RenalytixAI Announces Pricing of Global Offering and Approval to List on the Nasdaq Global Market
NEW YORK, July 16, 2020 (GLOBE NEWSWIRE) -- Renalytix AI plc (LSE: RENX) (“RenalytixAI” or the “Company”), an artificial intelligence-enabled in vitro diagnostics company, focused on optimizing clinical management of kidney disease to drive improved patient outcomes and lower healthcare costs, today announces the pricing of its global offering of an aggregate of 11,000,000 new ordinary shares (the “Global Offering”).
- Anticipated gross proceeds of approximately US$74.3 million (or US$85.4 million if the underwriters exercise their option to purchase additional ADSs in full), before deducting underwriting discounts and commissions and estimated offering expenses payable by RenalytixAI
- RenalytixAI intends to use approximately US$25.0 to US$30.0 million of the net proceeds from the Global Offering for the continued development and planned commercialization of the KidneyIntelX platform, and the remainder for working capital and other general corporate purposes
- ADSs are expected to commence trading on the Nasdaq Global Market on 17 July 2020 under the symbol “RNLX”
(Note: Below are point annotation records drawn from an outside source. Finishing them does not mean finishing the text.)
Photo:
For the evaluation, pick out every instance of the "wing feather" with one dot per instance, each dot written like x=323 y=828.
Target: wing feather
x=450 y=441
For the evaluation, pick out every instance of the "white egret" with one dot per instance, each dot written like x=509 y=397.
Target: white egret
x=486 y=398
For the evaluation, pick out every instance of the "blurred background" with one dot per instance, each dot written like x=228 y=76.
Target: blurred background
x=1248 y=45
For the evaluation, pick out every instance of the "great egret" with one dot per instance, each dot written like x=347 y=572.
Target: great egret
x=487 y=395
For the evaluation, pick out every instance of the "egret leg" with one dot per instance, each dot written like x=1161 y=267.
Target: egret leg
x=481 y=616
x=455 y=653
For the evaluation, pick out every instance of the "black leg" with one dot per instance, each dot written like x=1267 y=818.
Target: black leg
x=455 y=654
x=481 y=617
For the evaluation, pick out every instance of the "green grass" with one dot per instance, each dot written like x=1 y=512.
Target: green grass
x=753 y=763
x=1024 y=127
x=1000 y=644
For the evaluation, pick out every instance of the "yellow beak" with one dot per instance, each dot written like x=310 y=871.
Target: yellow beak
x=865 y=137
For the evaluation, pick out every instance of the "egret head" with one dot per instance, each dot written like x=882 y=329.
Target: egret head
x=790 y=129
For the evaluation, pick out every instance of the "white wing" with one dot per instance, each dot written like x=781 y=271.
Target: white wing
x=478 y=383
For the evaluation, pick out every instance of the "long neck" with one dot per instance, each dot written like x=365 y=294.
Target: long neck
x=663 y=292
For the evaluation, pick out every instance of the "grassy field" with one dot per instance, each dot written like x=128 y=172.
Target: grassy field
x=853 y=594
- Ordinary shares are expected to commence trading on AIM on 22 July 2020
The Global Offering includes a registered public offering in the United States of 5,485,000 American Depositary Shares (“ADSs”), each representing two ordinary shares, at a price of US$13.50 per ADS, and a concurrent private placement in Europe and other countries outside of the United States of 30,000 ordinary shares at a price of £5.37 per ordinary share (at an exchange rate of GBP:USD 1:1.2563). The closings of the ADS offering and the concurrent private placement are conditioned on each other and are expected to occur on 21 July 2020, subject to customary closing conditions. In addition, RenalytixAI has granted the underwriters a 30-day option to purchase up to an additional 822,750 ADSs at the initial offering price per ADS less underwriting discounts and commissions.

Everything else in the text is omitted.